Thursday, April 26, 2007
Trying to locate Old Style in a bottle proved tougher than the time Tamalehawk air-raided a canopy full of common marmosets in search of coveted figs in Brazil. Not easy. The grocer seemed uninterested in considering this an impasse and thus circumnavigated it aloofly. Regardless, the aluminum cans do the trick in a utilitarian manner that pleased the Tamalehawk. After all, it is hard to beat the crack-splash of a cold one after a long day of being angry. And the price was right in his range.
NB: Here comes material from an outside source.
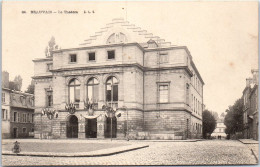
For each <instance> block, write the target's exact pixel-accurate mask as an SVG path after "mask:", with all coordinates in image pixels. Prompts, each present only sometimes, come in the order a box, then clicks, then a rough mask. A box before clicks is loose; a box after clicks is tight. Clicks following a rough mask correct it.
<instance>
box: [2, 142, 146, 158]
mask: <svg viewBox="0 0 260 167" xmlns="http://www.w3.org/2000/svg"><path fill="white" fill-rule="evenodd" d="M146 147H149V145H142V146H136V147H130V148H124V149H121V150H114V151H109V150H108V151H104V150H103V151H102V150H101V151H93V152H92V153H91V152H82V153H74V154H70V153H57V152H56V153H54V152H53V153H50V152H24V153H18V154H15V153H13V152H11V151H5V152H2V155H15V156H35V157H101V156H109V155H115V154H119V153H124V152H128V151H133V150H138V149H141V148H146ZM102 152H105V153H102Z"/></svg>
For sustenance, the Tamalehawk ate zero breakfast but coffee. He had a turkey, baloney, arugula, and cheese sandwich for lunch, followed by an oversize and undersweet apple. He paused soberly to reflect on the role arugula was playing in his life. Produce is like a live grenade, sitting in your crisper waiting to explode if you don't eat it. For dinner he ate pierogies and a bowl of spinach leaf transfers. Followed by two cookies of the chocolate chip persuasion. Hunger temporarily neutralized.
Wednesday, April 25, 2007
You may never master the parsnip. It lives in the dirt. It doesn't need anything to survive that doesn't happen naturally on this planet. The Tamalehawk is jealous of this fortitude. He ate them with reverence. The parsnip purveyor vaunted their delciousness when eaten raw, claiming them to be akin to carrot. Tamalehawk overlooked the unfortunate carrot allusion and purchased a small organic Ziploc bag full anyway. Raw, these brave root vegetables have a pronounced ginger-licorice flavor. Texture-wise, they are dense and take a little more determination to chew. Final assessment: Not for everyday snacking. The singular taste could be regarded as offputting and a child will most certainly abandon it in the hallway.
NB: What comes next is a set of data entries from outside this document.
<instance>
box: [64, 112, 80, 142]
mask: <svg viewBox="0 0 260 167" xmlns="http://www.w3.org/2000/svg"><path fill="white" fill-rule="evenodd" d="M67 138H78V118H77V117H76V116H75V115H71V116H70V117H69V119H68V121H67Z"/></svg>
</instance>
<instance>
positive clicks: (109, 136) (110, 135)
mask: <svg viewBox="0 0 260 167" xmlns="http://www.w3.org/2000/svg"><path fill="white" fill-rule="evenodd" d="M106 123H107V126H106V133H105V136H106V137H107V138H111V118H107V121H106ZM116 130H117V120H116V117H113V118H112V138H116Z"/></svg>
The Tamalehawk lost a battle with a granola bar that broke in half and plunged into the swirling black of his morning coffee. For lunch, he had a baloney, cheese, and arugula sandwich. For dinner, he had breaded porkchops, spinach salad, and braised parsnips in herb butter. Cooked, the parsnips adopt a far more mild flavor. Covered in butter and chives, this surreptitious vegetable gets its day in the sun.
Tuesday, April 24, 2007
The Tamalehawk had trouble sleeping last night. He couldn't decode the mysteries of arugula stems. Would they easily puree into a pesto like their leafy brethren? Or are they too fibrous? The condiment possiblities were incalculable. He tried to calculate them but the darkness eventually waited him out.
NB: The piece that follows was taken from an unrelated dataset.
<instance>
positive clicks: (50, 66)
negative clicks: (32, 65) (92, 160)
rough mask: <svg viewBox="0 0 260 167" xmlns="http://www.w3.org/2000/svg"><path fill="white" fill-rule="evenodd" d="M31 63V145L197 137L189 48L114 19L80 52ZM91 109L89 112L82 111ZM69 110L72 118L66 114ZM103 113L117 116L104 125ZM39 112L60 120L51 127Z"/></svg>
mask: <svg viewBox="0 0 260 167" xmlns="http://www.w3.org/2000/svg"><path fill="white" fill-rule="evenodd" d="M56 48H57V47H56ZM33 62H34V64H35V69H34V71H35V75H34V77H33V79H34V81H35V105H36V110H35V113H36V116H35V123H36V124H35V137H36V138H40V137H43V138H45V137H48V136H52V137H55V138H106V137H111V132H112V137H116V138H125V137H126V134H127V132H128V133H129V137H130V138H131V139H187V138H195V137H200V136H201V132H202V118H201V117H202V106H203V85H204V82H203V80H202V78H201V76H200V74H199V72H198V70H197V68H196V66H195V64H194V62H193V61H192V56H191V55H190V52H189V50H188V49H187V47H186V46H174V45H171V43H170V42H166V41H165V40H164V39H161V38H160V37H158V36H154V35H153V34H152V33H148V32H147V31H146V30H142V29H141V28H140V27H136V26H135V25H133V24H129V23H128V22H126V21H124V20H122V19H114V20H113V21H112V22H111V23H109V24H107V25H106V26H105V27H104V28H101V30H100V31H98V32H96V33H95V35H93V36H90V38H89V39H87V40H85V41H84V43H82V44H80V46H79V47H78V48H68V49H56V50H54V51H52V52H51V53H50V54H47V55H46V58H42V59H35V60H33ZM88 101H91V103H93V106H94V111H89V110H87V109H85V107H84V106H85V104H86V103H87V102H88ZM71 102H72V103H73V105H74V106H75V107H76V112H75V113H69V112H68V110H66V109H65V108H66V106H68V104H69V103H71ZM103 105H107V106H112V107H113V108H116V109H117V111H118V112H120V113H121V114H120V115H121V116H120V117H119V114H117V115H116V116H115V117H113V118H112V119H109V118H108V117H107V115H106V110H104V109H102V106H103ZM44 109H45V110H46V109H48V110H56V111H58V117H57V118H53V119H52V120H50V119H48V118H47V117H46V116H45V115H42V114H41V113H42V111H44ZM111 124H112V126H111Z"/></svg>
That day, he ate a turkey, arugula, pepperoncini, and cheese sandwich. Cooperation from the microwave made it an enjoyable respite from the bleak non-eating hours that proceeded it. Later, he ate ham, cheese, and spinach rolled into cooked lasagne noodles. The microwave complied again, bringing this feeding to a successful close. Moments later, the microwave completed a thankless trifecta by gently making a storebought cookie feel like home.